Naturally, color printer vendors make the argument that lower costs mean margins can be preserved even if prices drop.
“On a complex CAD drawing with heavy use of color we can produce prints that are going to be 2 to 3 cents per square foot excluding the paper,” says Erik Norman, vice president of sales for RTI. “Add a nickel for the paper, call it 8 cents square a foot. A lot of repro shops are selling black & white at 15 cents, so they could still make money [selling color at that price]. Some are selling color at a buck a square foot, so there’s an enormous margin. Our belief is there is margin in there to push this conversion and still make more profit.”
A question in many shop owners’ minds, however, is “What will my competition do?” If the shop owner down the street gets a printer capable of printing CAD in color at a low cost, will he drop the price to near the monochrome price to grab marketshare? That price spiral occurred in many markets when plain paper copiers became affordable.
There are ways to avoid that problem. Cully notes that AIR Graphics has successfully kept strong margins, despite the price battles for monochrome printing work, by positioning itself as a top-quality provider rather than a low-price provider. “Over the years we’ve had this philosophy that we walk away from a lot of business because we can’t afford it,” he says. “We’re not the cheapest by far.”
Nevertheless, the struggle to maintain margins in color printing, while trying to grow or maintain marketshare, is an issue the industry will surely face as the cost of color printing drops.
Comparisons are frequently made to Europe, where color adoption is much higher. However, in Europe monochrome prices never suffered the same erosion as they did in the U.S., so color prices can be priced closer to monochrome and still be profitable.
“In Europe they never allowed the prices between color and black and white to separate so much – they were just 25 percent different,” notes Kevin Howes, director of wide format solutions for RTI. “Here you have such a chasm because black & white was driven so low, so the economics are such that I’m not willing to pay so much more for color when black & white is so cheap.”
Lower prices will certainly help drive adoption of color CAD, but customers will still need to be educated. Some efforts in this regard have been directed at the market as a whole, and some one-on-one.

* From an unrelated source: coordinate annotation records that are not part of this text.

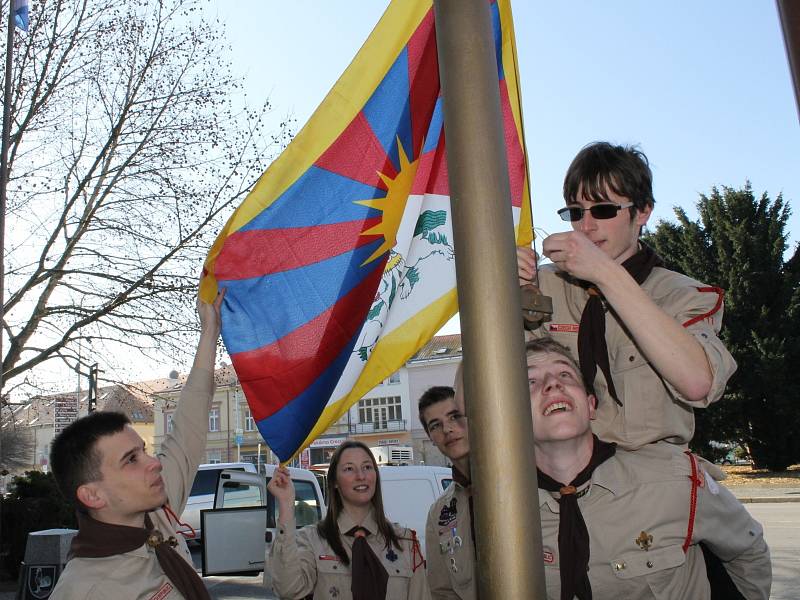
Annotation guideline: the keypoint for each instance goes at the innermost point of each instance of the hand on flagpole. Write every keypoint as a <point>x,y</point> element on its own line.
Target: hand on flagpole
<point>282,489</point>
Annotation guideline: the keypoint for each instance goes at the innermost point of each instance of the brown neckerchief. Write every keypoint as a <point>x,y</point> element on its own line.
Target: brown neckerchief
<point>369,577</point>
<point>462,480</point>
<point>592,347</point>
<point>96,539</point>
<point>573,537</point>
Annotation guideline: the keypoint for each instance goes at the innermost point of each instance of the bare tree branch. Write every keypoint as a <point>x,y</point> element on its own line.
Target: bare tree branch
<point>128,153</point>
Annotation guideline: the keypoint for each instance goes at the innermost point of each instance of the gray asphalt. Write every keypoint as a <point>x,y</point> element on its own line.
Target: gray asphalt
<point>777,508</point>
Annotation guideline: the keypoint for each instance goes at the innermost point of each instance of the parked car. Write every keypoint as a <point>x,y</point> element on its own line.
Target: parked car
<point>202,495</point>
<point>244,517</point>
<point>235,545</point>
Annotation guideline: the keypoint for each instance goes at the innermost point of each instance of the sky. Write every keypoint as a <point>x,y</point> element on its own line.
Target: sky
<point>703,88</point>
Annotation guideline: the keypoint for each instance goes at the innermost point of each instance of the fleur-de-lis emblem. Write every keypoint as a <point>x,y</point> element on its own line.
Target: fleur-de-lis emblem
<point>644,541</point>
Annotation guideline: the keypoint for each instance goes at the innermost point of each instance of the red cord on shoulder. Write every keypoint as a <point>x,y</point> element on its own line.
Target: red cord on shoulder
<point>417,560</point>
<point>720,295</point>
<point>693,501</point>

“We need to educate the masses through marketing materials, and one at a time,” says Jamie Sirois, an HP DesignJet segment manager. On the mass marketing side, Sirois notes that she has evangelized the value of color through a presentation to the AIA, advertisements in key magazines, flyers, webinars, and connections with ReproMAX and RSA.
For an individual reprographics shop, marketing the value of color can take many forms. Cully says one effective method AIR Graphics has employed is to print one sheet from a monchrome set in color, and send it along with a note to the client when the order is delivered. “That stimulates a lot of discussion,” he says. “They say, ‘This is great!’”
Another possible way to stimulate color CAD consumption is to press for municipal regulations that require color in documents created for those municipalities. Sirois notes that in Brazil 85 percent of CAD output is in color, a statistic that is driven by the fact that the federal government in Brazil requires that all final documents for government projects be produced in color.
Conclusion: CAD Color is Here to Stay
Reprographics shops will struggle with the margin issue, but eventually the inherent advantages of color printing will push the market to color.
“The market will transition to color,” Horn says. “There will be a tipping point, just like there was in diazo and blueprints, there will be a tipping point, and we’re not far from that. Because people have color in every other place in their life, now they want it in large-format printing, too.”